The Mean Streets of Assassin's Creed

As part of my summer sojourn into the recent past, I finished playing the first Assassin's Creed. Despite its flaws, I enjoyed my time with the game and its surprisingly dense environments. Although there is plenty of repetition in terms of character models and ambient dialogue, I feet that the game captures the essence of what it is like to walk through a crowded city. In particular, Assassin's Creed's beggars and panhandlers give the game's world a recognizable, albeit sad, sense of authenticity.

When I play open world games, the environment usually becomes a glorified obstacle course. The skyscrapers in Infamous become obstacles and the vast expanse of Red Dead Redemption acts as dead space between settlements. Human NPCs quickly become moving set dressing that I usually ignore unless I see a colorful "!" above their head. These familiar quest-givers exist in Assassin's Creed, but so do beggars, whose actions influence the game more subtly.

Assassin's Creed affords no real way to help these down and out digital denizens, but they still impact the player's experience. I can't recall another game in which characters would run up and begin touching my avatar, impeding his progress while soliciting money. I've lived in urban areas of California most of my life, which means I'm no stranger to homelessness and aggressive panhandling. I found myself performing the virtual equivalent of an act familiar to many city-dwelling folk: don't stop, don't engage in conversation, justify your
rejection ("My taxes help him...I give to charity...It's probably a scam...He'll just end up buying booze, etc.") and stay focused on the task at hand. I'm sure overthrowing the Templars will do more for the downtrodden a few shekels. Their plight, tragic as it was, could not be solved with a blade and was thus relegated to the back burner.

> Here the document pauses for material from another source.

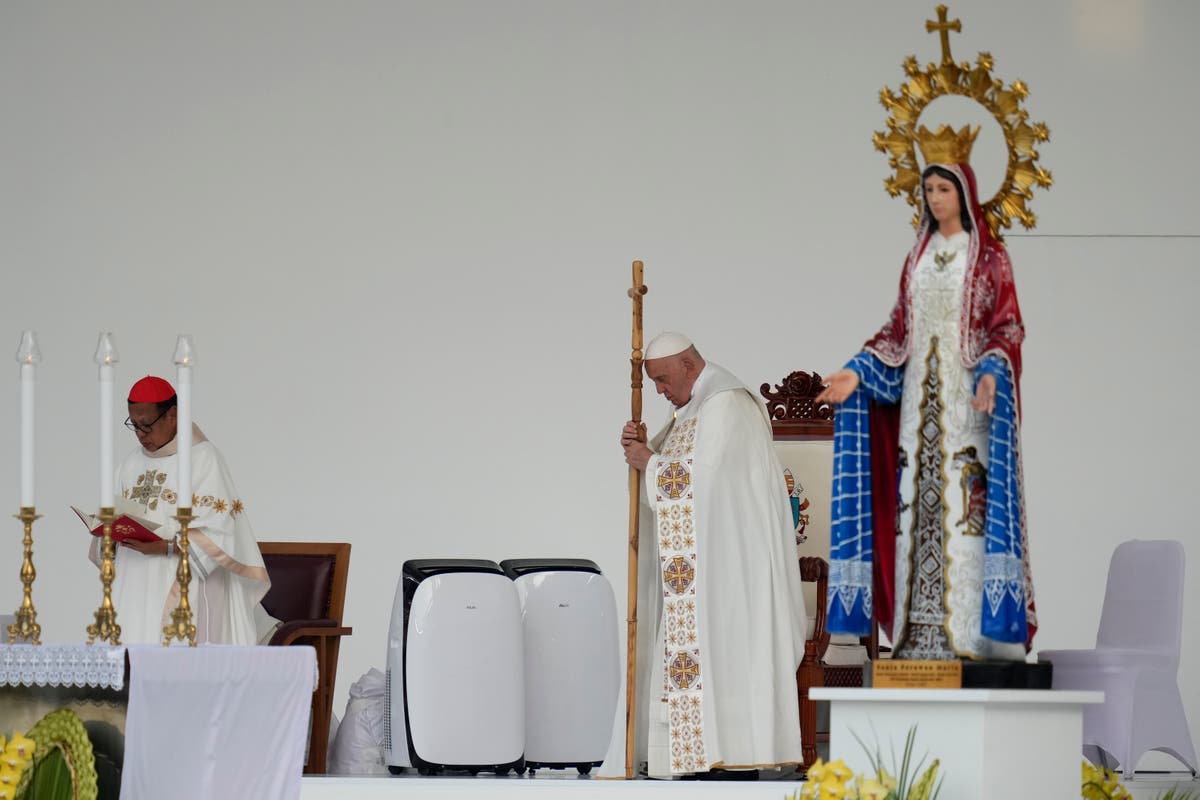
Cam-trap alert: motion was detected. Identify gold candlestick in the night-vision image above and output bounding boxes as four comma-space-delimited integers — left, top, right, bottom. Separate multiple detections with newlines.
8, 506, 42, 644
162, 506, 196, 648
88, 506, 121, 645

Try as I might to live on the rooftops and take in the city as an elevated observer, I often found myself on the ground, surrounded by the people I sought to ignore. Though Assassin's Creed has no formal "morality" system, panhandlers do present a dilemma. I routinely found my progress slowed by an insistent beggar. As arrows zipped past my head, I cursed the pushy panhandlers that had knocked me into a group of surly guards. Occasionally, I'd lose my temper and shove people to the ground and out of my way. Any satisfaction in doing so was short lived: aggressive actions either alerted the guards or elicited jeers and disapproving shouts from other citizens. At times, it was hard not to feel like a jerk, even though I knew they were only virtual people.

For me, the beggars in Assassin's Creed demonstrate that games don't have to express morality quantitatively in order to effectively explore the concept. True, being rude to the beggars invites mechanical penalties, but their biggest impact comes on an emotional level. The beggars were designed to frustrate me and they did so splendidly: I was frustrated that they were getting in my way, frustrated that I couldn't do anything to help them, frustrated that I would sometimes give in selfishness and treat them cruelly, and frustrated that all of these feelings were uncomfortably familiar.

Turning the game off silenced the pleading, desperation, and hostility of Assassin's Creed's world. I could walk away, confident in my powerlessness. I couldn't help those people; it just wasn't in the programming, but I still felt a twinge of guilt now and then.

Such twinges were sharpened when I realized that my attitude towards medieval Jerusalem's poor was a derivative of my experiences in real, contemporary cities. Retreating into the relatively luxurious privilege of my daily life doesn't mean that San Francisco's streets have been switched off. Helping real people might not be simple or easy, but it is possible, which makes the similarity between my responses to virtual and real panhandling all the more troubling.